Reich escreveu em 1952: “ O destino futuro da raça humana será criado pela estrutura de caráter dos filhos do futuro. Esta grande decisão estará em suas mãos e em seus corações. Eles terão que limpar o caos do século XX. Isso diz respeito a nós que vivemos em meio a esse caos. Não devemos ser nós a construir esse futuro. Não podemos dizer a nossos filhos que tipo de mundo deve ser construído, mas podemos equipá-los com o tipo de estrutura de caráter e vigor biológico que os capacitará a tomar suas próprias decisões e encontrar seus próprios caminhos para construir racionalmente seu próprio futuro. e de seus filhos ”.
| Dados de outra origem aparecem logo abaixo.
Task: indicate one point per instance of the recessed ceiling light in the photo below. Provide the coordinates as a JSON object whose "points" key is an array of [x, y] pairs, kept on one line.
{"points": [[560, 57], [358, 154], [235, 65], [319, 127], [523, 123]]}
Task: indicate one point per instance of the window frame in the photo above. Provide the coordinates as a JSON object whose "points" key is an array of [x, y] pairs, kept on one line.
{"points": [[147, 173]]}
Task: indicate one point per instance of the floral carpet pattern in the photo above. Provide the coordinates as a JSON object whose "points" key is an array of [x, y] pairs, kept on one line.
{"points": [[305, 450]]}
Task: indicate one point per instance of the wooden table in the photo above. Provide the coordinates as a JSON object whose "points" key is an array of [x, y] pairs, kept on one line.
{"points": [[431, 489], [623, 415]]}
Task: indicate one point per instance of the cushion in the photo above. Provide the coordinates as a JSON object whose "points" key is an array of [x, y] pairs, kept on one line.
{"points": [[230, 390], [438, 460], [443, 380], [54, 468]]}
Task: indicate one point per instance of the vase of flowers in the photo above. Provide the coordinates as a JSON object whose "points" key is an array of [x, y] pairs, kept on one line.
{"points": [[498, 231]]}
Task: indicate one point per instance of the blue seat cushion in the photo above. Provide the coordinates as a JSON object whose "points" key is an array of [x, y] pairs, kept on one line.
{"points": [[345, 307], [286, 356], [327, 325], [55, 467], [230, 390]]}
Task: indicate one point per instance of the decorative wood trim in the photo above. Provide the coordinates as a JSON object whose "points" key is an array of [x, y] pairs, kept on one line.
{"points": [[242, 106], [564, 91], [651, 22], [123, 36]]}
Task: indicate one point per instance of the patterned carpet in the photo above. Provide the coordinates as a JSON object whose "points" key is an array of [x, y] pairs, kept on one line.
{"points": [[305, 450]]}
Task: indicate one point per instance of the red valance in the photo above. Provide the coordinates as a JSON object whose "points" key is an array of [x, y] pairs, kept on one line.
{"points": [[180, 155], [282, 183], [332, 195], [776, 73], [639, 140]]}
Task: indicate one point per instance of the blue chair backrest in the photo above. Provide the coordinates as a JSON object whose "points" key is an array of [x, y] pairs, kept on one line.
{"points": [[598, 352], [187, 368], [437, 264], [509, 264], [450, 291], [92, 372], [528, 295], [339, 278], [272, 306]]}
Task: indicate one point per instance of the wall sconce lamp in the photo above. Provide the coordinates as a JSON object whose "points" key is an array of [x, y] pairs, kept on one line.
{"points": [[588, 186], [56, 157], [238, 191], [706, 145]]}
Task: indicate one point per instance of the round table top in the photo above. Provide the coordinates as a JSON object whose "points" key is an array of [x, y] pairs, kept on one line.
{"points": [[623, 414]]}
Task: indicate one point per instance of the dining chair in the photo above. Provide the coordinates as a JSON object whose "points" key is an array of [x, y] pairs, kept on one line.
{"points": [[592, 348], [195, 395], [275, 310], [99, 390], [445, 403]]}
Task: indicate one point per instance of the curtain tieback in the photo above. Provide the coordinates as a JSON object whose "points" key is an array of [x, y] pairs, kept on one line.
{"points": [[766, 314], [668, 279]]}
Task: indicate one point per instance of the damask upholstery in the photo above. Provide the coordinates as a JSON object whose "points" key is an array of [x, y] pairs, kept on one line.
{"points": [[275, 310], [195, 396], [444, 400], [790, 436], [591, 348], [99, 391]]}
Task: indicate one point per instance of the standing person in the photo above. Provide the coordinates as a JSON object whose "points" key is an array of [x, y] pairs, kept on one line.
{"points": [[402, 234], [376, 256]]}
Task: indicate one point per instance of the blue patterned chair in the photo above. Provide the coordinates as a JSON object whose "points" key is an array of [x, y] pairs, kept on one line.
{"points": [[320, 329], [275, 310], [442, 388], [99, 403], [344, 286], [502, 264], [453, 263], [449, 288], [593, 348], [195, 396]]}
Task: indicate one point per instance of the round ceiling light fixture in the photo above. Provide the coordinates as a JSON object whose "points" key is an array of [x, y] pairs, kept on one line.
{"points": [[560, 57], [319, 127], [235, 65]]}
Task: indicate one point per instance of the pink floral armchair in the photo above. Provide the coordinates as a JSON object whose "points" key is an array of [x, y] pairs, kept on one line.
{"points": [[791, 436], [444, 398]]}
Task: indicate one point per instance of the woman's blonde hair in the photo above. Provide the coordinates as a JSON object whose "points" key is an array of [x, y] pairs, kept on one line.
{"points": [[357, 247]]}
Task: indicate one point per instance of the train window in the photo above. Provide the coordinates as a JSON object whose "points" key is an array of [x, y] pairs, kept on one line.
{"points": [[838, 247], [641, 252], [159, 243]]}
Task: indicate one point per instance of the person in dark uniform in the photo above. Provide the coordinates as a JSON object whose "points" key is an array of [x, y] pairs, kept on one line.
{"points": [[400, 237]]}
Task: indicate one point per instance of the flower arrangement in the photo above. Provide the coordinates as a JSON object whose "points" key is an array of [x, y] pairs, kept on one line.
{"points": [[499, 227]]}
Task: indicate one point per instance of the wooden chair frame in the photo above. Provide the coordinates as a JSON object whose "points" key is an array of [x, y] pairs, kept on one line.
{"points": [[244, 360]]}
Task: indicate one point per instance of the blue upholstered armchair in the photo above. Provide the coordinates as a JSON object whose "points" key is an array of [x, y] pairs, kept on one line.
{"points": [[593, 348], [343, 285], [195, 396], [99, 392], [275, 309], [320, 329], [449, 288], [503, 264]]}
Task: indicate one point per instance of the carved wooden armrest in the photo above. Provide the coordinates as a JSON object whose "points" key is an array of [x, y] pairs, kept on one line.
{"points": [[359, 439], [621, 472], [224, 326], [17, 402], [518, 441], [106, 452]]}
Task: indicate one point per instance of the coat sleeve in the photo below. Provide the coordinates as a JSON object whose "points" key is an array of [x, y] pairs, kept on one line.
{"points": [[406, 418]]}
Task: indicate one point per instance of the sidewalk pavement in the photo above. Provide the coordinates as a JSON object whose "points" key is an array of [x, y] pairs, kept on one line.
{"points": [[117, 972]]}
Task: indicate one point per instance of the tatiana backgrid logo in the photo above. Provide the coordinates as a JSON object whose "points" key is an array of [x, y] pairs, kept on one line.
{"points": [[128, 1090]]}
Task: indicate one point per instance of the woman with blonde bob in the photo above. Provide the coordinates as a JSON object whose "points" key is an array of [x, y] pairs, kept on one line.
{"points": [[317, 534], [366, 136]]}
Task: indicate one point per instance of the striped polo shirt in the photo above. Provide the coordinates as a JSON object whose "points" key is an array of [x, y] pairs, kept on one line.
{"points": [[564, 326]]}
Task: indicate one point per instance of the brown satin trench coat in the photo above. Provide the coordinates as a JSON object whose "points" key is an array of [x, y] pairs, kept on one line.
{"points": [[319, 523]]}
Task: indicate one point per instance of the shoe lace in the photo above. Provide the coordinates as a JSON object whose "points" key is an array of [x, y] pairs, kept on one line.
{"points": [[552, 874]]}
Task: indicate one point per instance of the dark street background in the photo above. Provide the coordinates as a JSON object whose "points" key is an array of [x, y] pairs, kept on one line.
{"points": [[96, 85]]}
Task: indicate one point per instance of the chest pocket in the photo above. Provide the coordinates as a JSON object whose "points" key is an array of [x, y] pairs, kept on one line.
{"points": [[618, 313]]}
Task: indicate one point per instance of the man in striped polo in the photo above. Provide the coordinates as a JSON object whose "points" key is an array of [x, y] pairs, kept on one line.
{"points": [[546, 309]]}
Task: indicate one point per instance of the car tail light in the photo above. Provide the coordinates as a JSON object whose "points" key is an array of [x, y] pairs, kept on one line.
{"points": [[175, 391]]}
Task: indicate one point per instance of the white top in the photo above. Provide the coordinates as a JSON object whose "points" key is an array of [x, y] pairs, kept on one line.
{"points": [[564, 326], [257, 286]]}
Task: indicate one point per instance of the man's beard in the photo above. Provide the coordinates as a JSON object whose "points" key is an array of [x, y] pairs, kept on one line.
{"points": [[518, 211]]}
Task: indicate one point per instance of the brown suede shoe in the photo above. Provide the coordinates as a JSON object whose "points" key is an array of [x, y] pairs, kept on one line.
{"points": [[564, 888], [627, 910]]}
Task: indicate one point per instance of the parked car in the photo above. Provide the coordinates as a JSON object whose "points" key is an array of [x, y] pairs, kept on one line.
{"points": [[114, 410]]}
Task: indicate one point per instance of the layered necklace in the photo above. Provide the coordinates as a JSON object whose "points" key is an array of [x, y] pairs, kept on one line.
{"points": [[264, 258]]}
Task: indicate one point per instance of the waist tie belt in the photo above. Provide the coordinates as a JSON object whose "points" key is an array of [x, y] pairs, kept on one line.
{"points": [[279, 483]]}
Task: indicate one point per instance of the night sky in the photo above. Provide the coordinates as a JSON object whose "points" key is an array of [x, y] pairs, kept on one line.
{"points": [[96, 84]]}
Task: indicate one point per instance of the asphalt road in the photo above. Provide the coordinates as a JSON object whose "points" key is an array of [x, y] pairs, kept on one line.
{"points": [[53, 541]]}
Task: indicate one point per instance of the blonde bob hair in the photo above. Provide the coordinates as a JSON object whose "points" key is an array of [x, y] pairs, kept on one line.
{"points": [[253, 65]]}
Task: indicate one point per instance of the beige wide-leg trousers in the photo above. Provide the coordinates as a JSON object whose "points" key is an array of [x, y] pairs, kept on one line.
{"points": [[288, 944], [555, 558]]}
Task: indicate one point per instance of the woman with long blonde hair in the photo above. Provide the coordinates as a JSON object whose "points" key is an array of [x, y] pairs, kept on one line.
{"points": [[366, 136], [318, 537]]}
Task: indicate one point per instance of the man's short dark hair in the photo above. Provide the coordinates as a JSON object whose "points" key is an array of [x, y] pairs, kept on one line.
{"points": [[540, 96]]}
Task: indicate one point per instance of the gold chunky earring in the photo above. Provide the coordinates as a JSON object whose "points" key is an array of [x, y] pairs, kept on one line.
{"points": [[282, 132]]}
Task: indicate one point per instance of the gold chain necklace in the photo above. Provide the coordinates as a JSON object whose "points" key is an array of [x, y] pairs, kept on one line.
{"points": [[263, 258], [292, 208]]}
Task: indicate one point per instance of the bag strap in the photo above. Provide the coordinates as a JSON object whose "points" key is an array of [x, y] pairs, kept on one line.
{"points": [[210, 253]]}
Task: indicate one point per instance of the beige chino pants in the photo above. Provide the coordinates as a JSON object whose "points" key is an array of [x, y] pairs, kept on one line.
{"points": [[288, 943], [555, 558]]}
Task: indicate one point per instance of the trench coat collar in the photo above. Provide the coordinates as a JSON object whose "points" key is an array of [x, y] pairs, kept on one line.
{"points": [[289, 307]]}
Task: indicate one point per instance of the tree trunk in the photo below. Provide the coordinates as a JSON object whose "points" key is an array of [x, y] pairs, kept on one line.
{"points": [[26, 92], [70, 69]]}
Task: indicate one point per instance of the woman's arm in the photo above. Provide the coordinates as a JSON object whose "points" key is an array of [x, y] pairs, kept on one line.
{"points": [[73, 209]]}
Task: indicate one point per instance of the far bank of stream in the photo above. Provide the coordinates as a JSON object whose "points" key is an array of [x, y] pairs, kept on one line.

Os adultos transformaram a infância em um estado de sítio em que exercem indiscriminadamente o poder por meio de instituições especializadas para adaptar, normalizar, integrar e, em última instância, controlar a infância.
O problema atual das escolas: um debate que não foi resolvido
Entre elas está a escola , que cumpre essa função crucial de confinamento e normalização.
A escola faz o oposto do que diz que faz, o oposto do que deveria fazer em uma sociedade livre : ela transforma as crianças em massa, as disciplina, entedia ; espalha a ignorância, divide o pensamento, reprime a sensibilidade, promove a falta de solidariedade e de competitividade, mata a espontaneidade e alimenta a frustração e o ódio.
Portanto, podemos dizer que existem crianças criativas que investigam e se divertem aprendendo, apesar da escola.
O debate sobre seu caráter público ou privado esconde o fundamental : a escola que as crianças sofrem é, em essência, a mesma. Cumpre a mesma função: fabricar cidadãos obedientes, incapazes de pensamento crítico e, portanto, facilmente manipulados pelos poderes instituídos.
Se queremos proteger a vida e assumir um compromisso radical com os “filhos do futuro”, devemos enfrentar também outra mudança profunda: a da instituição escolar.
Quase cem anos atrás, o pedagogo Alexander Neill , defensor da educação para a liberdade, e Wilhelm Reich lançaram as bases para essa transformação . Infelizmente, só se materializou em lugares e épocas específicas, embora outros autores tenham continuado a dar contribuições valiosas a essa tarefa crucial, como os obstetras Michel Odent e Frédérick Leboyer , os psicólogos Henri Laborit e Alice Miller ou os sociólogos Ivan Illich e Carlos Lerena.
Nesse ínterim - com raríssimas exceções para as crianças que vivem perto de uma escola que segue o caminho dos autores citados - talvez a única alternativa seja a decisão individual, fundamentada e consciente de não abandonar nossos filhos em creches ou escolas. .
Normal não é igual a saúde. Muito pelo contrário: hoje, o normal é precisamente o que é patológico. A saúde se baseia na autorregulação , que exige qualidades extraordinárias que não temos. Mas podemos aprendê-los com as crianças , permitindo-lhes desenvolver a enorme força vital espontânea que trazem consigo.